NTNU-IndEcol / df_file_interchange

File interchange code to consistently save and reload Pandas dataframes with metadata.
BSD 3-Clause "New" or "Revised" License
0 stars 0 forks source link

Discussion on a few design choices. #3

Open EsmeMaxwell opened 7 months ago

EsmeMaxwell commented 7 months ago

There's a few items that might be worth discussion.

First, quick summary of why things have been done as they have... If one saves a dataframe to CSV then there can be information loss regarding the indexes and dtypes. For trivial example, a pd.RangeIndex is not the same as its enumerated entries but only the latter would be stored in CSV. Parquet with the Arrow engine cannot store mixed dtypes within a column, which could mean an exception being raised when trying to store some dataframes if the dtype were mixed (there are actually some other restrictions re Parquet+Arrow which don't matter so much for us at the moment).

Again, using a trivial example, if one were encode a pd.RangeIndex then it only requires the start, stop, and step. That doesn't naturally fit as a column or row in the data table itself; it fits more naturally in the metadata. The problem is when one has a normal pd.Index, which is just a column/row of values, as this is also (at the moment) stored in the metadata . This is because I defined a general serializer, and the output of the serialized index is stored in the YAML file.

i. Storage of index and dtype specifications.

The question is whether it's accceptable for pd.Index to be encoded in the YAML file (for a row or column index). To avoid this, and encode into the data file, means more complicated logic to separate indexes that are appropriate for storage in the YAML file and those that are more appropriate as a column. This is not trivial for several reasons including the Parquet+Arrow issue described above. But, it could be done.

At the moment, I'm more tempted to leave things as they are since we can come back to this later.

ii. Name of repo.

Is df_file_interchange ok? I've a feeling it's a bit crap.
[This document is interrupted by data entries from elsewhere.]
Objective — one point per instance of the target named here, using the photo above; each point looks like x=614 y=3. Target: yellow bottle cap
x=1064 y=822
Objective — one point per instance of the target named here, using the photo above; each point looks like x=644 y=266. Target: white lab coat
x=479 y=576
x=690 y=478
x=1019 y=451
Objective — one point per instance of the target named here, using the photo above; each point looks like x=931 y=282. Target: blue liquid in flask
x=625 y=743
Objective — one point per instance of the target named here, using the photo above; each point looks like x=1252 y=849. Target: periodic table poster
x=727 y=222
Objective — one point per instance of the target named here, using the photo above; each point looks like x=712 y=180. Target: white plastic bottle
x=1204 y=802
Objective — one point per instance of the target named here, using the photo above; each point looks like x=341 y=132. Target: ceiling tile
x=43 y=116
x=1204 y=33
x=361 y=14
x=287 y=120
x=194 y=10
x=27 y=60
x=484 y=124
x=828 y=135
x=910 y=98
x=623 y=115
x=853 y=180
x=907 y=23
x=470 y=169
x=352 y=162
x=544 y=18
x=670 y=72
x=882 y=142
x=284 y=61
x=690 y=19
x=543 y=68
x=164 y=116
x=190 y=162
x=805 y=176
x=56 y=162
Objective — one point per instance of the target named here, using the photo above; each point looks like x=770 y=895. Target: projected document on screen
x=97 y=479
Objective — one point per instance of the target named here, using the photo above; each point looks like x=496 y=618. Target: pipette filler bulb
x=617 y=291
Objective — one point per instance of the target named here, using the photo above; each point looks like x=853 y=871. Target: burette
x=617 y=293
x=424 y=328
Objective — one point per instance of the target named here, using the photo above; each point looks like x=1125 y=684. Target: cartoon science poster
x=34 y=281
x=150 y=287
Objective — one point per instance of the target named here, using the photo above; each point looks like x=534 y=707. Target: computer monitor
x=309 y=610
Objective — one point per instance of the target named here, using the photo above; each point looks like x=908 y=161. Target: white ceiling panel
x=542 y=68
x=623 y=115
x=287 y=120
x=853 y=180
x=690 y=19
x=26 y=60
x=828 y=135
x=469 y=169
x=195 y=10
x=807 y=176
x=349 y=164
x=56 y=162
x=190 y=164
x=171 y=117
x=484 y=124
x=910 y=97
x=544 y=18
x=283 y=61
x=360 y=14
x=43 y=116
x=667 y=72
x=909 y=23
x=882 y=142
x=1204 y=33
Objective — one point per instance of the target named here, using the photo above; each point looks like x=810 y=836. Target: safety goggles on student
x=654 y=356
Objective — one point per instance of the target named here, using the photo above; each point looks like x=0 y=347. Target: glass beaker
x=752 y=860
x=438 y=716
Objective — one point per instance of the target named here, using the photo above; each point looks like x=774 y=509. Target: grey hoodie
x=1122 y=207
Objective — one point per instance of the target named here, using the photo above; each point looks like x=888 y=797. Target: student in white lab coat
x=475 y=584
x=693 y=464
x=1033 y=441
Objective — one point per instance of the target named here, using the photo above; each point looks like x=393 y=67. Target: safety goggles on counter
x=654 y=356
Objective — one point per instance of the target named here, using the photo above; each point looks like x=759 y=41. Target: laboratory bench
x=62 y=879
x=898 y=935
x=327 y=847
iii. A bit of a fankle re types.

I've used type annotation and Pydantic to enforce some static and runtime type checking where appropraite. In general, this tends to nip-in-the-bud a lot of programming mistakes early doors. However, with Pandas, this hasn't been quite so easy. I've had to do a few slightly nasty hacks. This could be relaxed somewhat before a "release" version to make things look cleaner.